Several days ago I was reading one of Takeo Kanade's classic computer vision papers from 1977 titled "Model Representation and Control Structure in Image Understanding" and I came across a new term, heterarchy. I think motivating this concept is as important as its definition. At the representational level, Kanade does a good job at advocating the use of multiple levels of representation -- from pixels to patches to regions to subimages to objects. In addition to discussing the representational aspects of image understanding systems, Kanade analyzes different strategies for using knowledge in such systems (he uses the term control structure to signify the overall flow of information between subroutines). On one extreme is pass-oriented processing (this is Kanade's term -- I prefer to use the terms feed-forward or bottom-up) which relies on iteratively building higher levels of interpretation from lower ones. Marr's vision pipeline is mostly bottom-up, but that discussion will be left for another post. Another extreme is top-down processing, where the image is analyzed in a global-to-local fashion. Of course, as of 2010 these ideas are being used on a regular basis in vision. One example is the paper Learning to Combine Bottom-Up and Top-Down Segmentation by Levin and Weiss.
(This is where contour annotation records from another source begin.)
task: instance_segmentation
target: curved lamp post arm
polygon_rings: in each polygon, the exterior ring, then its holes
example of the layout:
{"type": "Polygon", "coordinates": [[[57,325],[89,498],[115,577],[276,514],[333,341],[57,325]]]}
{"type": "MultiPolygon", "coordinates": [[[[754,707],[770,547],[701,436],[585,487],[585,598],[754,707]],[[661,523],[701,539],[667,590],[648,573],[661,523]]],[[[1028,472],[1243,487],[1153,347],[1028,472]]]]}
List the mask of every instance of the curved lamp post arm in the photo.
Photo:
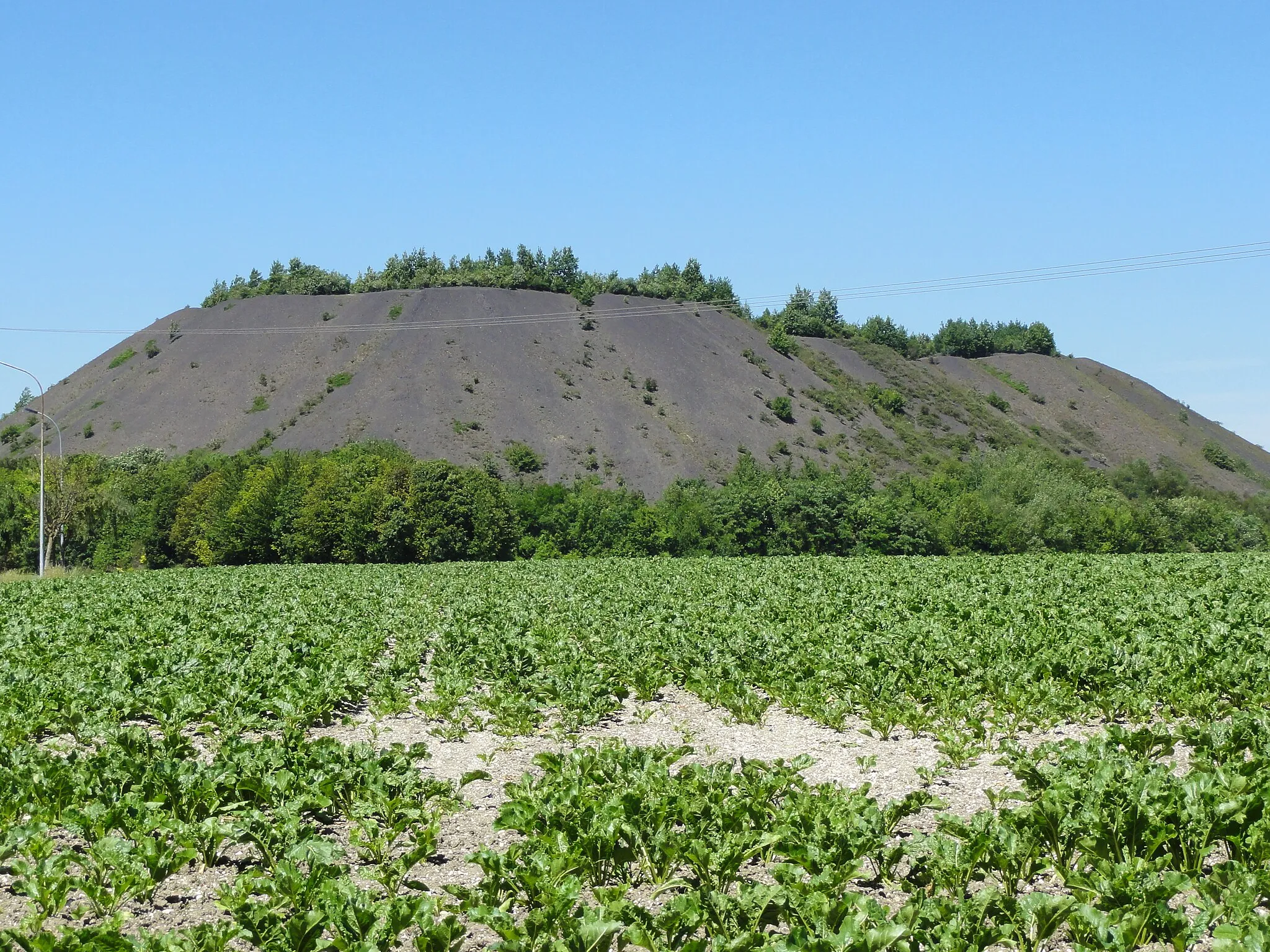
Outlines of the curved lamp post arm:
{"type": "MultiPolygon", "coordinates": [[[[0,367],[8,367],[10,371],[18,371],[18,373],[25,373],[33,381],[36,386],[39,387],[39,574],[44,574],[44,385],[39,382],[39,377],[28,371],[25,367],[18,367],[13,363],[5,363],[0,360],[0,367]]],[[[61,448],[61,439],[58,439],[58,449],[61,448]]]]}

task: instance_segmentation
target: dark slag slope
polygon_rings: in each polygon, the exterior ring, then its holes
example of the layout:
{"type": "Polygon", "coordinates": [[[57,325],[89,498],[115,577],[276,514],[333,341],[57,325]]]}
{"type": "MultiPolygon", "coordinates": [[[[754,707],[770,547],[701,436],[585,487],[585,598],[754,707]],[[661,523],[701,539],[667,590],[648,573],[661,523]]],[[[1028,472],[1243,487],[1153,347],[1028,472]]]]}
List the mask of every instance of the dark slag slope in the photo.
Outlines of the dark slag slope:
{"type": "Polygon", "coordinates": [[[621,479],[650,495],[681,476],[721,477],[739,447],[776,459],[846,454],[886,473],[958,452],[959,434],[963,448],[966,438],[1039,439],[1099,467],[1167,456],[1208,485],[1255,491],[1252,480],[1204,459],[1215,440],[1270,476],[1270,454],[1195,413],[1182,421],[1180,404],[1093,360],[909,362],[869,344],[800,343],[804,359],[786,358],[729,314],[608,294],[580,310],[565,294],[466,287],[271,296],[160,319],[50,388],[48,406],[67,452],[232,452],[271,432],[274,448],[384,438],[418,457],[471,465],[519,440],[546,457],[549,479],[621,479]],[[180,336],[170,339],[175,325],[180,336]],[[250,327],[293,331],[187,333],[250,327]],[[154,357],[149,339],[160,349],[154,357]],[[109,368],[128,348],[136,355],[109,368]],[[330,387],[337,374],[351,374],[348,383],[330,387]],[[904,393],[904,413],[875,410],[869,383],[904,393]],[[834,390],[839,399],[828,399],[834,390]],[[782,423],[766,402],[790,391],[795,419],[782,423]],[[1010,410],[991,407],[989,392],[1010,410]]]}

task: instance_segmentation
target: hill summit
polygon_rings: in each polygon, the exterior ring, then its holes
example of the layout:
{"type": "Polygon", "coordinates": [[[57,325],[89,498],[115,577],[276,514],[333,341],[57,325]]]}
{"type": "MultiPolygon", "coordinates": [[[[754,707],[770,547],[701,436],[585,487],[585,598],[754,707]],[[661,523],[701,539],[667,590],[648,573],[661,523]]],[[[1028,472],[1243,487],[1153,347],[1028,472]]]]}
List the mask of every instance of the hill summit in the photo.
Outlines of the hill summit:
{"type": "MultiPolygon", "coordinates": [[[[358,281],[382,284],[385,273],[358,281]]],[[[218,283],[208,306],[161,317],[51,387],[48,409],[69,452],[381,438],[415,457],[474,465],[525,444],[551,480],[593,477],[650,495],[679,477],[723,479],[740,449],[773,462],[865,463],[883,480],[1025,443],[1095,468],[1170,461],[1241,495],[1270,479],[1260,447],[1092,359],[913,359],[903,341],[880,343],[885,334],[805,336],[779,315],[751,319],[726,282],[702,279],[701,297],[726,294],[705,302],[602,284],[592,279],[580,294],[577,282],[570,292],[253,294],[241,279],[237,293],[218,283]]],[[[800,312],[812,314],[818,298],[805,301],[800,312]]],[[[1053,349],[1053,339],[1015,349],[1053,349]]],[[[30,448],[27,425],[0,421],[10,452],[30,448]]]]}

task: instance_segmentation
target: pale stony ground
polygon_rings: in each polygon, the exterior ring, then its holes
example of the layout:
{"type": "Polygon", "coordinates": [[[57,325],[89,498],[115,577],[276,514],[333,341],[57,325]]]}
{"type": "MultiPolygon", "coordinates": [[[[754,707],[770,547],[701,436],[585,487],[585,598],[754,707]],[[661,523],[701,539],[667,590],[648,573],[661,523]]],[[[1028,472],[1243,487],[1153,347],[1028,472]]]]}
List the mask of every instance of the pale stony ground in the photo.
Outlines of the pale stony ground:
{"type": "MultiPolygon", "coordinates": [[[[444,741],[433,731],[437,725],[417,713],[386,718],[361,715],[349,722],[314,731],[315,736],[335,737],[345,744],[373,741],[428,745],[432,754],[423,764],[425,773],[458,781],[470,770],[485,770],[489,781],[474,781],[464,788],[465,806],[442,821],[438,854],[419,871],[418,878],[439,889],[446,883],[472,885],[480,871],[465,857],[480,845],[504,849],[516,835],[495,830],[494,820],[505,796],[504,784],[525,773],[536,773],[533,758],[547,750],[588,746],[618,739],[632,745],[688,744],[695,753],[685,763],[718,760],[792,760],[808,754],[813,763],[803,776],[812,783],[837,783],[845,787],[870,784],[870,793],[886,802],[922,786],[918,768],[935,769],[942,759],[936,739],[900,731],[883,740],[871,735],[861,721],[843,731],[826,727],[806,717],[790,713],[777,704],[768,707],[761,724],[738,724],[728,711],[711,708],[695,694],[679,688],[663,688],[655,701],[627,699],[607,720],[573,737],[545,727],[530,736],[505,737],[491,730],[474,731],[461,740],[444,741]],[[865,760],[861,764],[861,759],[865,760]]],[[[1097,730],[1091,725],[1066,725],[1050,731],[1021,735],[1020,743],[1034,746],[1046,740],[1086,737],[1097,730]]],[[[984,791],[1016,787],[1013,776],[996,764],[997,754],[986,753],[965,769],[950,769],[931,784],[951,812],[970,816],[989,806],[984,791]]],[[[912,826],[933,829],[933,815],[914,817],[912,826]]]]}
{"type": "MultiPolygon", "coordinates": [[[[315,729],[311,736],[329,736],[342,743],[370,741],[378,746],[394,743],[427,744],[431,757],[423,763],[425,773],[442,779],[458,781],[471,770],[485,770],[489,781],[474,781],[462,790],[464,806],[442,820],[437,854],[422,864],[414,877],[433,890],[450,883],[474,885],[479,868],[466,857],[481,845],[504,849],[517,838],[507,830],[495,830],[494,820],[505,795],[504,784],[535,773],[533,758],[547,750],[564,750],[620,739],[632,745],[687,744],[693,753],[685,763],[757,760],[791,760],[801,754],[813,763],[804,776],[813,783],[837,783],[845,787],[870,784],[870,793],[885,802],[902,797],[922,786],[919,768],[935,769],[942,759],[936,739],[912,736],[899,731],[890,739],[869,732],[864,722],[848,725],[842,731],[819,725],[772,704],[759,724],[738,724],[723,708],[711,708],[695,694],[678,688],[664,688],[655,701],[627,699],[621,710],[601,724],[575,735],[559,727],[544,727],[528,736],[503,736],[491,730],[467,734],[460,740],[442,740],[436,731],[438,722],[418,712],[375,718],[359,712],[343,722],[315,729]]],[[[1050,731],[1022,735],[1025,746],[1045,740],[1086,737],[1093,725],[1064,725],[1050,731]]],[[[1012,774],[996,764],[998,755],[987,751],[965,769],[949,769],[931,784],[947,810],[969,816],[989,806],[986,791],[1016,786],[1012,774]]],[[[909,823],[911,829],[933,829],[933,814],[923,812],[909,823]]],[[[347,843],[347,830],[326,831],[347,843]]],[[[236,847],[230,852],[241,852],[236,847]]],[[[229,857],[236,858],[236,853],[229,857]]],[[[166,880],[151,904],[131,904],[128,932],[140,929],[168,930],[199,922],[224,919],[216,906],[217,889],[236,873],[232,862],[212,869],[189,867],[166,880]]],[[[9,889],[11,876],[0,875],[0,928],[11,928],[27,911],[25,900],[9,889]]],[[[76,905],[72,895],[69,908],[76,905]]],[[[69,923],[67,918],[50,920],[50,927],[69,923]]],[[[481,930],[483,932],[483,930],[481,930]]],[[[469,944],[481,944],[478,934],[469,944]]],[[[484,938],[493,938],[493,934],[484,938]]]]}

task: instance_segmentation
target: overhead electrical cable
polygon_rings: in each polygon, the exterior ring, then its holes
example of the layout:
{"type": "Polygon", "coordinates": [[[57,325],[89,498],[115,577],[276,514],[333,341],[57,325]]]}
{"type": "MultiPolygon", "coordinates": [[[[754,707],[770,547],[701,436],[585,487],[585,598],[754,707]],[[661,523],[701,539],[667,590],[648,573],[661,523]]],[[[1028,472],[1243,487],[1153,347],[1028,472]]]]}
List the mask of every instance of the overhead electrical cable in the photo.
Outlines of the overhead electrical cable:
{"type": "MultiPolygon", "coordinates": [[[[974,288],[1006,287],[1011,284],[1027,284],[1049,281],[1067,281],[1072,278],[1097,277],[1106,274],[1126,274],[1133,272],[1161,270],[1166,268],[1184,268],[1198,264],[1214,264],[1219,261],[1238,261],[1253,258],[1270,256],[1270,241],[1253,241],[1241,245],[1219,245],[1215,248],[1200,248],[1190,251],[1170,251],[1156,255],[1138,255],[1133,258],[1109,258],[1096,261],[1083,261],[1080,264],[1052,265],[1046,268],[1025,268],[1007,272],[986,272],[982,274],[964,274],[955,278],[933,278],[928,281],[907,281],[890,284],[859,284],[853,287],[831,288],[829,293],[839,301],[866,301],[885,297],[900,297],[908,294],[931,294],[947,291],[963,291],[974,288]]],[[[478,286],[480,287],[480,286],[478,286]]],[[[420,288],[403,288],[403,292],[419,291],[420,288]]],[[[739,302],[752,310],[758,306],[781,305],[789,298],[787,294],[766,294],[740,298],[739,302]]],[[[591,320],[616,320],[621,317],[653,317],[667,314],[679,314],[687,307],[729,307],[738,303],[738,298],[716,298],[712,301],[673,301],[654,298],[654,302],[627,305],[624,307],[593,308],[587,311],[549,311],[544,314],[514,314],[485,317],[462,317],[442,320],[405,320],[385,324],[331,324],[329,326],[263,326],[263,327],[185,327],[179,329],[179,334],[344,334],[363,333],[375,330],[455,330],[461,327],[489,327],[489,326],[516,326],[525,324],[551,324],[579,319],[591,320]]],[[[169,322],[168,329],[171,327],[169,322]]],[[[163,331],[160,326],[156,330],[163,331]]],[[[33,334],[108,334],[114,336],[130,336],[140,331],[119,330],[104,327],[5,327],[0,331],[33,333],[33,334]]]]}

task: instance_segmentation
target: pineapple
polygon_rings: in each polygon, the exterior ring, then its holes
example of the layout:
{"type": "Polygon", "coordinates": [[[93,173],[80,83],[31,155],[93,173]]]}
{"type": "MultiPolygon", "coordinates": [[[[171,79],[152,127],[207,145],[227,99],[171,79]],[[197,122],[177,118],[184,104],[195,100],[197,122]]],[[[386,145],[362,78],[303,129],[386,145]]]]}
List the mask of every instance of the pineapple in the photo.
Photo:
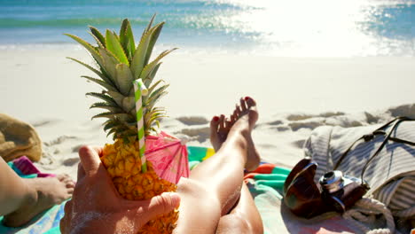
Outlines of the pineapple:
{"type": "MultiPolygon", "coordinates": [[[[129,21],[122,21],[120,34],[106,30],[102,35],[96,27],[90,27],[90,35],[98,45],[93,46],[84,40],[67,35],[81,43],[90,53],[97,68],[94,68],[75,58],[68,58],[94,72],[99,79],[82,76],[104,88],[101,93],[90,92],[88,96],[95,97],[103,102],[93,104],[91,108],[102,108],[106,112],[94,118],[106,118],[104,130],[108,136],[114,135],[114,144],[104,147],[101,161],[105,165],[119,193],[130,200],[151,199],[165,191],[175,191],[176,184],[160,178],[154,172],[150,161],[147,161],[146,171],[142,171],[139,156],[136,104],[133,80],[141,78],[148,95],[143,97],[145,136],[154,132],[158,120],[165,117],[163,108],[155,107],[155,103],[167,93],[168,84],[162,81],[153,82],[160,67],[161,59],[170,53],[168,50],[161,52],[150,62],[150,57],[164,22],[152,26],[154,16],[145,29],[138,45],[136,47],[129,21]]],[[[139,233],[171,233],[175,228],[178,212],[172,211],[168,214],[148,222],[139,233]]]]}

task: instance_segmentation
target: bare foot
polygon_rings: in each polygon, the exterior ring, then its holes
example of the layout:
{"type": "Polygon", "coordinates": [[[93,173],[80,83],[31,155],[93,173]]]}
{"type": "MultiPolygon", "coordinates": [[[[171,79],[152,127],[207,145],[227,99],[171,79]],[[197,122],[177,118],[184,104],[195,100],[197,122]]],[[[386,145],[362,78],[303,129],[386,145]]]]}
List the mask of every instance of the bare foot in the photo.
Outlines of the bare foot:
{"type": "Polygon", "coordinates": [[[261,158],[252,140],[251,132],[257,121],[256,103],[248,97],[240,99],[240,104],[237,105],[229,119],[226,119],[224,115],[215,116],[210,121],[210,142],[215,151],[217,152],[221,148],[228,136],[241,134],[247,142],[247,158],[245,168],[247,170],[255,169],[261,158]]]}
{"type": "Polygon", "coordinates": [[[29,190],[29,195],[21,207],[4,215],[3,223],[9,227],[19,227],[41,212],[72,197],[74,183],[68,175],[57,177],[23,179],[29,190]]]}

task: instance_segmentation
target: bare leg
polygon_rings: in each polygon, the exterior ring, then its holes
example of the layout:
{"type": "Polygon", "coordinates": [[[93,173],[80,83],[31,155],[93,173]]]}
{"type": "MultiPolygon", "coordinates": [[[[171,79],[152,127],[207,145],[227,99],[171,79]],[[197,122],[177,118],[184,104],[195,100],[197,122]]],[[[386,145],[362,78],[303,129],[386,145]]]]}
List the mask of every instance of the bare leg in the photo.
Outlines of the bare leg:
{"type": "Polygon", "coordinates": [[[0,215],[4,224],[18,227],[37,214],[71,197],[74,182],[67,175],[56,178],[23,179],[0,157],[0,215]]]}
{"type": "Polygon", "coordinates": [[[236,207],[219,220],[216,233],[263,233],[261,215],[245,183],[236,207]]]}
{"type": "Polygon", "coordinates": [[[177,192],[182,202],[176,233],[215,233],[221,216],[235,206],[244,168],[254,169],[260,160],[251,138],[257,120],[256,105],[251,98],[241,99],[229,121],[214,118],[211,127],[217,135],[214,132],[211,140],[220,149],[196,167],[189,179],[180,181],[177,192]],[[229,129],[229,133],[222,144],[217,136],[223,129],[229,129]]]}

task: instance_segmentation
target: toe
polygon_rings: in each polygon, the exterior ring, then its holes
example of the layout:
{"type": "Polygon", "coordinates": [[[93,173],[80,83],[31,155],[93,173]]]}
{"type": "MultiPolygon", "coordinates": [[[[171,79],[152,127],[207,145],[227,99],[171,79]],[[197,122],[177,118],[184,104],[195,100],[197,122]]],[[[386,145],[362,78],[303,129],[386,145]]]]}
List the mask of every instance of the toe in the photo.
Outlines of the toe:
{"type": "Polygon", "coordinates": [[[210,121],[210,131],[211,134],[215,134],[217,132],[217,129],[219,128],[219,117],[214,116],[210,121]]]}
{"type": "Polygon", "coordinates": [[[231,129],[232,125],[233,125],[233,122],[231,121],[231,120],[226,119],[226,121],[225,121],[225,130],[229,132],[229,130],[231,129]]]}
{"type": "Polygon", "coordinates": [[[245,100],[246,100],[246,102],[247,102],[247,105],[248,108],[256,106],[256,103],[255,103],[255,101],[254,101],[253,98],[249,98],[249,97],[246,97],[246,98],[245,98],[245,100]]]}
{"type": "Polygon", "coordinates": [[[69,175],[64,173],[64,174],[59,174],[56,176],[56,178],[59,179],[60,182],[67,180],[67,178],[70,178],[69,175]]]}
{"type": "Polygon", "coordinates": [[[236,117],[237,119],[239,117],[240,113],[242,113],[242,111],[240,110],[240,106],[237,105],[236,108],[235,108],[235,112],[236,112],[236,117]]]}
{"type": "Polygon", "coordinates": [[[247,103],[244,98],[240,98],[240,108],[242,108],[242,112],[247,111],[247,103]]]}
{"type": "Polygon", "coordinates": [[[219,118],[219,130],[224,129],[225,128],[225,116],[223,114],[221,114],[221,117],[219,118]]]}

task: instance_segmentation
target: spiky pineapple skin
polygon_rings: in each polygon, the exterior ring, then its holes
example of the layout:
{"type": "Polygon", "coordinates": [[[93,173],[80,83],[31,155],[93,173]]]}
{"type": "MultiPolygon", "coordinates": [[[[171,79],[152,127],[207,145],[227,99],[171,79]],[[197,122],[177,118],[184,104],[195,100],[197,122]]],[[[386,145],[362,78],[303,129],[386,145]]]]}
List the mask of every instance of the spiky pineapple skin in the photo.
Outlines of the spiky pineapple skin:
{"type": "MultiPolygon", "coordinates": [[[[177,186],[160,178],[150,161],[147,161],[147,171],[141,171],[138,152],[137,141],[126,143],[121,138],[104,147],[101,161],[121,196],[129,200],[142,200],[176,191],[177,186]]],[[[171,211],[149,221],[138,233],[172,233],[177,219],[178,211],[171,211]]]]}

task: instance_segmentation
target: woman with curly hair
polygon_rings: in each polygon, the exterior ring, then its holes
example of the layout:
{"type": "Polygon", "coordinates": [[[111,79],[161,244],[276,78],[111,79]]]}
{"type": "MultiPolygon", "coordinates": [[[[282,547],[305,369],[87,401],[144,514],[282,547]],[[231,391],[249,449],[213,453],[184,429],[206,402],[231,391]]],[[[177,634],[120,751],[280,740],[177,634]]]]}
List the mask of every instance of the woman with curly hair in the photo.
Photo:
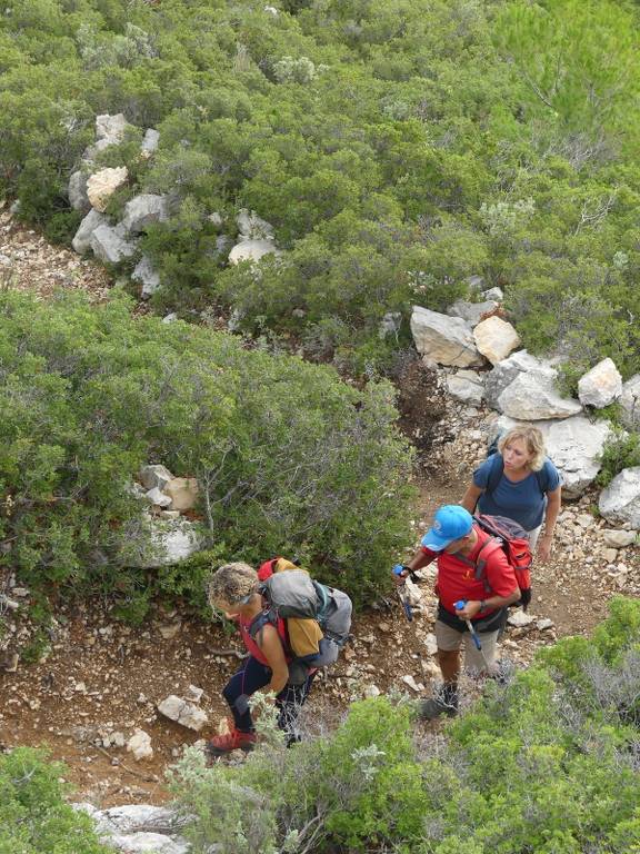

Kanade acknowledges that the flow of a vision algorithm is very much dependent on the representation used. For image understanding, bottom-up as well as top-down processing will both be critical components of the entire system. However the exact strategy for combining these processes, in addition to countless other mid-level stages, is not very clear. Directly quoting Kanade, "The ultimate style would be a heterarchy, in which a number of modules work together like a community of experts with no strict central executive control." According to this line of thought, processing would occur in a loopy and cooperative style. Kanade attributes the concept of a heterarchy to Patrick Winston who worked with robots in the golden days of AI at MIT. Like Kanade, Winston criticizes a linear flow of information in scene interpretation (this criticism dates back to 1971). The basic problem outlined by both Kanade and Winston is that modules such as line-finders and region-finders (think segmentation) are simply not good enough to be used in subsequent stages of understanding. In my own research I have used the concept of multiple image segmentations to bypass some of the issued with relying on the output of low/mid -level processing for high-level processing. In 1971 Winston envisioned an algorithmic framework that is a melange of subroutines -- a web of algorithms created by different research groups -- that would interact and cooperate to understand an image. This is analogous to the development of an operating system like Linux. There is no overall theory developed by a single research group that made Linux a success -- it is the body of hackers and engineers that produced a wide range of software products that make using Linux a success.
Unfortunately given the tradition of computer vision research, I believe that an open-source-style group effort in this direction will not come out of university-style research (which is overly coupled with the publishing cycle). It would be a noble effort, but would more of a feat of engineering and not science. Imagine a group of 2-3 people creating an operating system from scratch -- it seems like a crazy idea in 2010. However, computer vision research is often done in such small teams (actually there is often a single hacker behind a vision project). But maybe going open-source and allowing several decades of interaction will actually produce usable image understanding systems. I would like to one day lead such an effort -- being both the theoretical mastermind as well as the hacker behind this vision. I am an INTJ, hear me roar.